Para la historia nacional de la infamia
Adulterar algo que se dijo con el objeto de obtener de jueces belgas una impresión falsa debe sonrojar a la ciudadanía, también a la independentista
El trapicheo de parchís que organiza el expresident Carles Puigdemont cuenta con cómplices adiestrados en burlar la verdad y producir las mentiras. Ese equipo aficionado a la distorsión adulteró una traducción para que esta dijera en francés algo muy distinto a lo que decía en español. Ahora, el que emplea a los abogados, el citado expresident, ha dicho que ese error será subsanado.
El error no es menor, es gravísimo. Adulterar algo que se dijo con el objeto de obtener de jueces belgas una impresión falsa debe sonrojar a la ciudadanía, también a la independentista, a los abogados en general y a los traductores, cuya profesión es tan sagrada como imprescindible. Quien haya hecho esa traducción arriesga el prestigio de los profesionales dedicados a calcar hasta los suspiros del que se expresa en otro idioma. La trascendencia del documento procesal que implica a un juez español lleva a concluir que la infeliz ocurrencia solo puede provenir de la mala fe.
En este error insólito no hay inocencia alguna, no se puede limpiar con una fe de errores, ni siquiera se puede subsanar ahora cortando la falacia y sustituyéndola por la verdadera frase dicha. Lo que queda de manifiesto es una labor de ladrones de las palabras ajenas para buscar con el equívoco una decisión judicial que llene de regocijo al tramposo mayor y a los que coadyuvan a hacer eficaz y duradera la infamia. El objetivo es desacreditar la justicia española y, de paso, poner en entredicho no solo a un juez, sino, y esto no es menor, los mecanismos con los que se produce algo tan decisivo como la profesión del traductor.
El afectado por este peligroso enjuague es el juez español que entiende la causa contra independentistas como el citado Puigdemont, quien acudió con cartas trucadas a la justicia belga para que esta llame al orden al magistrado que le persigue. El argumento: que España es un Estado mezquino y opresor, incapaz de juzgar a los ciudadanos según las leyes dedicadas a salvaguardar la presunción de inocencia y, por tanto, a respetar y mantener el derecho de defensa.
Eso es mentira, pero en esa tesitura canta el expresident. Rodea sus circunloquios de hechos falsos, con esa mezcla se engaña a sí mismo, luego engaña a los suyos y, finalmente, poseído de la locura a la que conduce la afición a distorsionar, llega a la desembocadura en la que entra esta última iniquidad: poner en boca de alguien, un magistrado español, lo que el propio Puigdemont hubiera querido escuchar para atraer a la justicia belga a su propia causa. Alrededor del expresident se festejó el hallazgo de lo que el juez había dicho (que no dijo) en el tono jocoso con que se celebran todas las derrotas de España.
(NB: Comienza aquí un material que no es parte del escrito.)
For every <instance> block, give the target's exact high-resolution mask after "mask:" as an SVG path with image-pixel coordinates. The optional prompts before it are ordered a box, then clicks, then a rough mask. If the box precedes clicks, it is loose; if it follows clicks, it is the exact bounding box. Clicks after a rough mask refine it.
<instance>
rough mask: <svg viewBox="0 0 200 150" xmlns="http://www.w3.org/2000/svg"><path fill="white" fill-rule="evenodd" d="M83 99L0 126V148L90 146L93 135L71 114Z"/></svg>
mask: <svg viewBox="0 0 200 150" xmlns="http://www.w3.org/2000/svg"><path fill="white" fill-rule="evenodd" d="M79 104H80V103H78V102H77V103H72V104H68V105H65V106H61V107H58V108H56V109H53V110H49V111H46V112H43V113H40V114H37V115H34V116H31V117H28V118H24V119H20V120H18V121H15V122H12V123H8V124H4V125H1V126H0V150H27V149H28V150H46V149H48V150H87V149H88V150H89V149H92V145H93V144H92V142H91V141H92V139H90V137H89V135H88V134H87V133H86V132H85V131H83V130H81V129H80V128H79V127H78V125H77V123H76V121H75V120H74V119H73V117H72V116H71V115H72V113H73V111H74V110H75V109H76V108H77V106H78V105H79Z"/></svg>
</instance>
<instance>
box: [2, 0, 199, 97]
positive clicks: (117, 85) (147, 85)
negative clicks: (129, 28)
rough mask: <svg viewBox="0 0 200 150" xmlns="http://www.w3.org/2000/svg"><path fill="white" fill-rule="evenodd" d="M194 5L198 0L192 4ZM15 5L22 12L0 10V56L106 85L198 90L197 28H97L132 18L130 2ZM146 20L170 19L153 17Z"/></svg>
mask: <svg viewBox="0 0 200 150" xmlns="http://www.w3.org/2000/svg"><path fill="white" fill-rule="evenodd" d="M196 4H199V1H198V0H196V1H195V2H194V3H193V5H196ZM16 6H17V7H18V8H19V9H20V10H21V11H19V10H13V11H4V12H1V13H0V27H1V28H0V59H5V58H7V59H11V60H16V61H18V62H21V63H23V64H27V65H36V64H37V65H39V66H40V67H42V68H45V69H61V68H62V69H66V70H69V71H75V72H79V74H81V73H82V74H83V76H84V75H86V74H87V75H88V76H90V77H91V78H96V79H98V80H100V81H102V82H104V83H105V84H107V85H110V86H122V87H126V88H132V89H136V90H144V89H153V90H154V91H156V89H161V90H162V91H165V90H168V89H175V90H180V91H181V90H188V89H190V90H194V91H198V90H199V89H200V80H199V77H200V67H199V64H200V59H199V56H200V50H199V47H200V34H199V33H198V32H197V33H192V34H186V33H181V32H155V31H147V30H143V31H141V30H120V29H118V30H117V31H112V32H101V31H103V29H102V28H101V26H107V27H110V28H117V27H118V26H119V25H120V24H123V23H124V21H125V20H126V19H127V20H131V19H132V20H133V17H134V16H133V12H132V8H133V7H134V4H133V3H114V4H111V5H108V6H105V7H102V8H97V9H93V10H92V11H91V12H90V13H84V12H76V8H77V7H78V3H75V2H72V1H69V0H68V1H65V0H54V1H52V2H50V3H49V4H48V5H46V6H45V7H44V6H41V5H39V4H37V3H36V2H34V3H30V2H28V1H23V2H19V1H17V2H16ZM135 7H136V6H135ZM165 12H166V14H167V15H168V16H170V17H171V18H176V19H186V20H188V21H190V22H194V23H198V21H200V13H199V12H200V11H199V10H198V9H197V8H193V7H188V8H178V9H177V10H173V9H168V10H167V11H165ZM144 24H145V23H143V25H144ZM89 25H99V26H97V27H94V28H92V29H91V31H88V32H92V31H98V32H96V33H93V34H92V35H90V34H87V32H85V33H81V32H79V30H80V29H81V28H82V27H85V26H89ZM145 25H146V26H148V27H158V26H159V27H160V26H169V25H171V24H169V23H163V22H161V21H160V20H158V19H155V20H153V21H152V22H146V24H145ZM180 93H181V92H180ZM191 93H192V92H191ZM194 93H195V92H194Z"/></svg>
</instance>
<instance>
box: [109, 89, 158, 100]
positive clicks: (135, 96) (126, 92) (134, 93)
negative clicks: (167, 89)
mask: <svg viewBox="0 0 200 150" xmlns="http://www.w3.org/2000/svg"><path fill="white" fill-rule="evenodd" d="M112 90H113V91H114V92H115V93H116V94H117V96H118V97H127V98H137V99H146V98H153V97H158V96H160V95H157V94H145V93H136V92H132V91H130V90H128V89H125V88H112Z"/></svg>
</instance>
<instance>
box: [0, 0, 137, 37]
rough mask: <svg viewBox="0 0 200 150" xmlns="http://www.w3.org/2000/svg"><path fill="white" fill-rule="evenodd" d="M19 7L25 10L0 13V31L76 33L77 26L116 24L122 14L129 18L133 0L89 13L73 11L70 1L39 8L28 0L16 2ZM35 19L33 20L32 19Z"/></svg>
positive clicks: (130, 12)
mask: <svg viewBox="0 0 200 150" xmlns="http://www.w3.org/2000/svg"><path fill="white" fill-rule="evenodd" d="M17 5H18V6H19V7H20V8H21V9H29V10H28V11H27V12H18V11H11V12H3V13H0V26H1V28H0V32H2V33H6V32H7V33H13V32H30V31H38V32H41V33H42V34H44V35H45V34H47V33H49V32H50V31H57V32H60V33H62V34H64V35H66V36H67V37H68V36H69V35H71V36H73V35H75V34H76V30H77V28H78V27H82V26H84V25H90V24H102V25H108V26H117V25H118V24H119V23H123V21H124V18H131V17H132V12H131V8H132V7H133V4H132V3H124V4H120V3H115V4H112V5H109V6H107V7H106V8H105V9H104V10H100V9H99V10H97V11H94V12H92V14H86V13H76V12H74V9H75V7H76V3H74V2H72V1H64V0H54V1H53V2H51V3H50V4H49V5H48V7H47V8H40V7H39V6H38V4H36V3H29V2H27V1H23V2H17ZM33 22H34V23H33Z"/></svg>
Así es en esta tertulia de vecindad en que se han convertido sectores de la política y del periodismo tuitero.
Los que se llevaron las manos a la cabeza por lo que dijo el juez, que resulta que no dijo, no han salido aún de sus mullidas cavernas a expresar estupor por sus precipitadas condenas. Y en el mundo independentista esto se salda como si fuera la consecuencia de un error de imprenta que se subsana de un soplido.
Tiempo de infamia cuando da igual decir mentira si el propósito es acentuar el lodo nacional en medio de las carcajadas de los que cometen indignidad simulándose tan puros.